The National Socialists had a general interest in popularizing runes and runic symbolism as an instrument of propaganda. The purpose of this propaganda was to emphasize the distinction of German(ic) culture from other cultures and to suggest that it was, in fact, superior to all other cultures. The runes were useful in this regard for implying that the Germanic people were literate with their own form of writing and that this form of writing was perhaps older than the other writing systems of the world. In this general idea, the propagandists found antecedents in earlier scholarship. But by the early twentieth century, when these notions were being put forward in propaganda, academic runology had already determined the approximate time of runic origins and had some idea about the origin of the runes based on older Mediterranean scripts.
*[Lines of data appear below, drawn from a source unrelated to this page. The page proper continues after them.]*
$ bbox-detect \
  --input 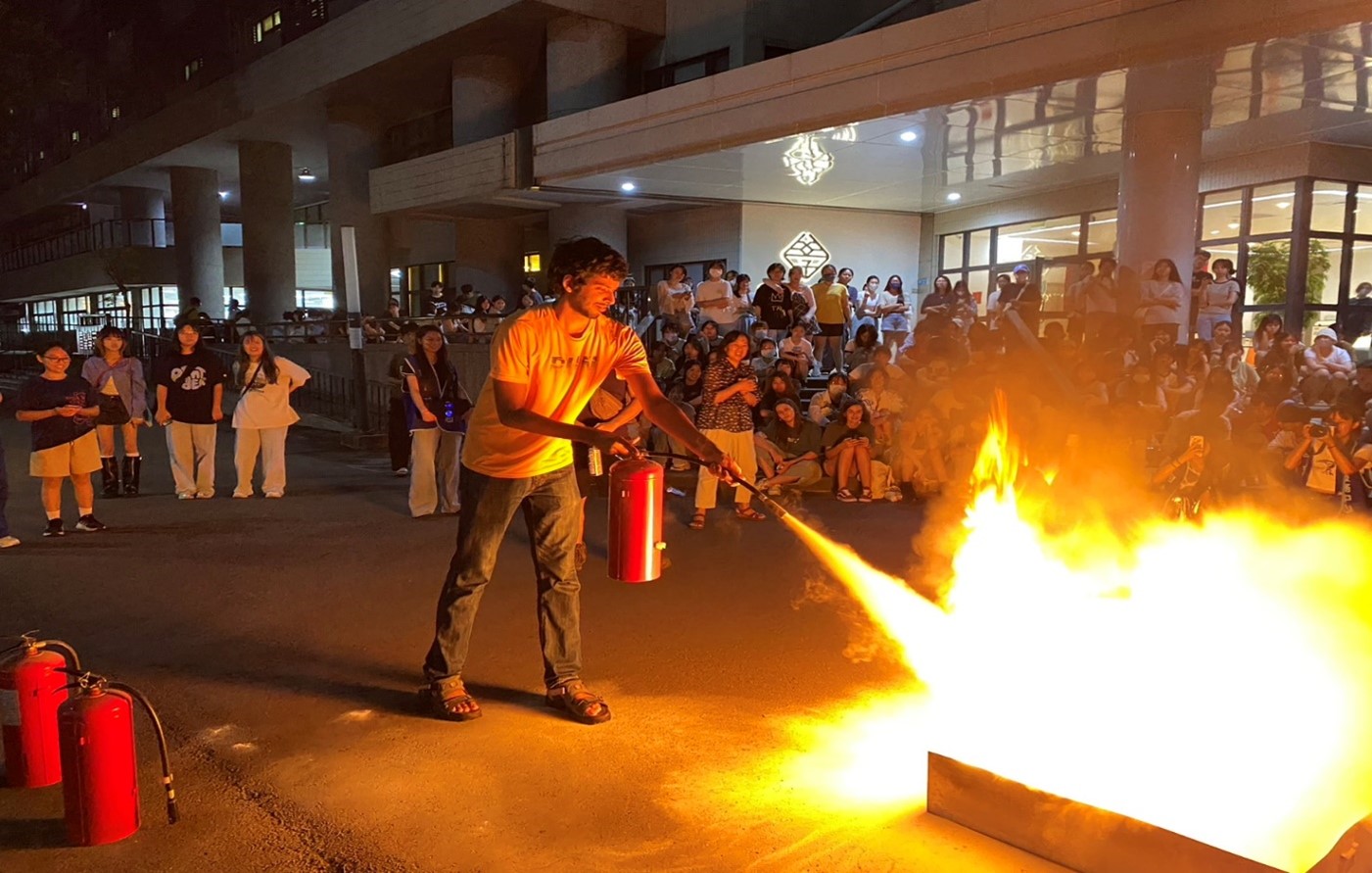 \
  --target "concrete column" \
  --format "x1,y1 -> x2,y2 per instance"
320,107 -> 391,315
164,167 -> 226,315
119,188 -> 167,249
239,141 -> 295,321
450,218 -> 524,302
547,15 -> 629,118
547,203 -> 629,257
1118,61 -> 1210,326
452,54 -> 524,146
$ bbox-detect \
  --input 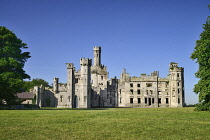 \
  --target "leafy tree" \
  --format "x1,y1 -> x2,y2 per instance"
0,26 -> 30,106
191,8 -> 210,111
23,78 -> 50,91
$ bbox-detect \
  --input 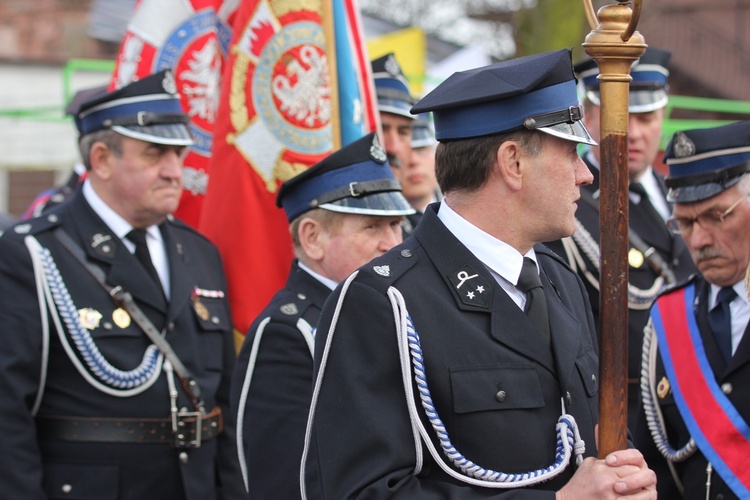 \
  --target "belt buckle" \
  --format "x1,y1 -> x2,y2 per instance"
172,411 -> 203,450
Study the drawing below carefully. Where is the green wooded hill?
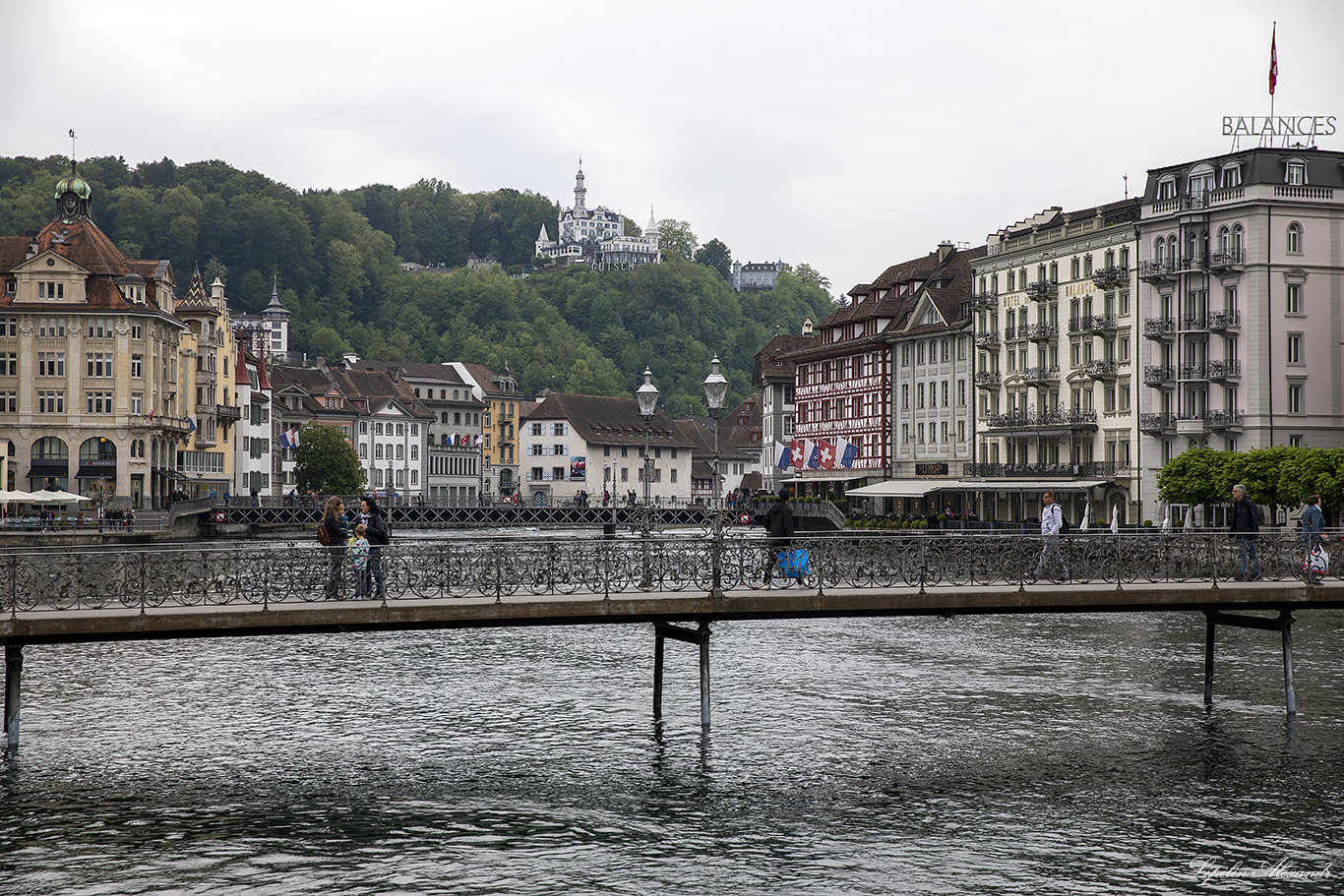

Therefore, claims of an indigenous origin for the runes, or that the runes first arose many thousands of years before any known runic inscription, clearly fall under the label of “occultism” or belong to the realm of the esoteric.

Runes found official interest mainly in two institutions of the NSDAP itself: the Rosenberg Office (Amt Rosenberg) under Alfred Rosenberg (1893—1946) and the SS under Reichsführer-SS Heinrich Himmler (1900—1945). Rosenberg, who had become prominent in the Party due to his authorship of the popular 1930 book Der Mythus des Zwanzigsten Jahrhunderts (The Myth of the Twentieth Century)—an ideological survey of human history from a National Socialist viewpoint—headed up a rather symbolic office in the Party apparatus called the Dienststelle des Beauftragten des Führers für die gesamte geistige und weltanschauliche Schulung und Erziehung der NSDAP (Station of the Deputy to the Führer for General Intellectual and Philosophical Schooling and Education of the NSDAP), commonly referred to as simply “Amt Rosenberg” (the Rosenberg Office). Within this was the Amt für Volkskunde und Feiergestaltung (Office for Folklore and Ceremonial Design).

Publications produced by and for members of the SS, such as Das Schwarze Korps (The Black Corps) or Der Schulungsbrief (The Educational Letter), frequently published articles about runes. The specific part of the National Socialist governmental operations that was most involved with anything runic was the so-called Ahnenerbe, which was part of the SS.